Ces paroles furent prononcées d’un ton qui ne demandait pas de réplique, et le docteur n’ajouta pas un mot.

Après avoir marché quelques instans en silence, M. Riquemont s’arrêta, observa Louise et Savenay, qui suivaient doucement l’allée, puis ramenant son regard sur le docteur, qui avait remarqué ce mouvement de jalousie avec un secret sentiment de joie :

— Il est certain, lui dit-il, que M. Savenay est beaucoup moins laid que vous — et que moi, ajouta-t-il par politesse.

Ils poursuivirent leur marche silencieuse et arrivèrent à la porte du parc sans échanger une parole. M. Savenay était à peine au milieu de l’allée, et ses deux compagnons l’attendirent, tous deux préoccupés de leurs pensées secrètes.

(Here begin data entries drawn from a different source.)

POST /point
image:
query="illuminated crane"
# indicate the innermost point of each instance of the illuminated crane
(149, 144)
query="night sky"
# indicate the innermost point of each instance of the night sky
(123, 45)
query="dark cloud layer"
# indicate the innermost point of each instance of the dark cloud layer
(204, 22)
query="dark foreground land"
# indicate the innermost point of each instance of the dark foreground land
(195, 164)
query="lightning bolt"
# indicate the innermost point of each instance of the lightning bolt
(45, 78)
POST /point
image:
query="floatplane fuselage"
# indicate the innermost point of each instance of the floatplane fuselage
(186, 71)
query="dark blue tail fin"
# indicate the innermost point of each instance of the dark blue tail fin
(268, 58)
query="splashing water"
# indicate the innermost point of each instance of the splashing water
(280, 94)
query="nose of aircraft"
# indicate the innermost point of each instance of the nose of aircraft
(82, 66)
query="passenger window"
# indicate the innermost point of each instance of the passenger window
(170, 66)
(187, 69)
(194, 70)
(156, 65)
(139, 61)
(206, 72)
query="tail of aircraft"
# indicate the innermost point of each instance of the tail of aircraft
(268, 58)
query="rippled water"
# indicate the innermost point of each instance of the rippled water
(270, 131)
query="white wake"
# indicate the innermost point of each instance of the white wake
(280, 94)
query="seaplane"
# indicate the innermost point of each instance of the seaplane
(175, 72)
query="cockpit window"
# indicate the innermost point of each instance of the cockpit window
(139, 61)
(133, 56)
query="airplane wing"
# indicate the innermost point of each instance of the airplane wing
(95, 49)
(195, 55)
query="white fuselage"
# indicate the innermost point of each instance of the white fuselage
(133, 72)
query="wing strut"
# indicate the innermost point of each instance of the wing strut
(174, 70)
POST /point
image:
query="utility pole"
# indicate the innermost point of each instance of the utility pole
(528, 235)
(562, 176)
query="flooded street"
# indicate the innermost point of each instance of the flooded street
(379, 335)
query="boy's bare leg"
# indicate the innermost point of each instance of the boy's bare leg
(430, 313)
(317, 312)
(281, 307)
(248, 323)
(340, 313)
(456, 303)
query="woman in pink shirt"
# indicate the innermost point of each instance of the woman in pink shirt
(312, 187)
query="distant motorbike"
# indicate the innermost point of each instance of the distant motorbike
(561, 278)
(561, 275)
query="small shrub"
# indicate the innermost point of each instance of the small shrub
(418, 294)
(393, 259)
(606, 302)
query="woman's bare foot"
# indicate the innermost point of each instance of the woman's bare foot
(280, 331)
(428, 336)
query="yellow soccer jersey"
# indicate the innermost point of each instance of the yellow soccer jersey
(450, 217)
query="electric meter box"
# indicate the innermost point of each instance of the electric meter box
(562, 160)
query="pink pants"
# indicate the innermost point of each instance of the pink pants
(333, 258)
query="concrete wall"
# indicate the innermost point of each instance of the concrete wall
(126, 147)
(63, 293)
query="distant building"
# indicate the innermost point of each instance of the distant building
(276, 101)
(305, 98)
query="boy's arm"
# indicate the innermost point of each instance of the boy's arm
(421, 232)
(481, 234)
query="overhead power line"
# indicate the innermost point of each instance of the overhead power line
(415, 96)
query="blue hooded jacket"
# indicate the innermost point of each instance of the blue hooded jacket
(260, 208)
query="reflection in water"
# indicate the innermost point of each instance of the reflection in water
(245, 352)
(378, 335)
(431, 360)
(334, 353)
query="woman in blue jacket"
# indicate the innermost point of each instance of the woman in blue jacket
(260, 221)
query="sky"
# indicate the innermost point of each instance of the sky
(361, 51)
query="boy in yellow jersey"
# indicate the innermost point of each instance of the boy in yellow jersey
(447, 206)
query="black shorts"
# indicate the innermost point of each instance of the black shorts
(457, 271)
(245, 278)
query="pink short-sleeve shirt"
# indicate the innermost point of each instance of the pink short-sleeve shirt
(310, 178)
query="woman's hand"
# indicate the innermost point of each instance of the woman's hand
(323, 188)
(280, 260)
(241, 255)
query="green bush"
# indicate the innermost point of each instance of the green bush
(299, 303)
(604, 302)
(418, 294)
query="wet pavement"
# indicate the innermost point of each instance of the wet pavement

— Eh quoi ! monsieur, disait Louise au jeune docteur, vous êtes né dans la Creuse ! Nous sommes compatriotes ; nous avons vu le jour sous le même ciel. J’étais bien jeune encore, lorsque je quittai ce petit pays, mais j’en ai conservé un bien tendre, un bien doux souvenir, et le parfum de ses bruyères embaume encore tous mes rêves. C’est le pays que mon cœur habite ; c’est au milieu de ses landes solitaires, sur le versant de ses collines, au bord de ses ruisseaux limpides, que j’ai semé les joies de mon enfance. Parlez-moi de la Creuse, monsieur ; vos paroles m’apporteront je ne sais quelles bonnes senteurs de menthe et de genêts fleuris.

— Je ne suis qu’un exilé comme vous, madame, répondait Savenay ; seulement mes regrets sont moins amers, depuis que je les mêle aux vôtres.

— Ah ! vous, du moins, vous reverrez nos chères montagnes ! plus heureux que moi sans doute, vous ne tenez pas à la patrie par vos seuls souvenirs ; la patrie vous garde des parens, des amis ; elle n’a plus pour moi que des tombes.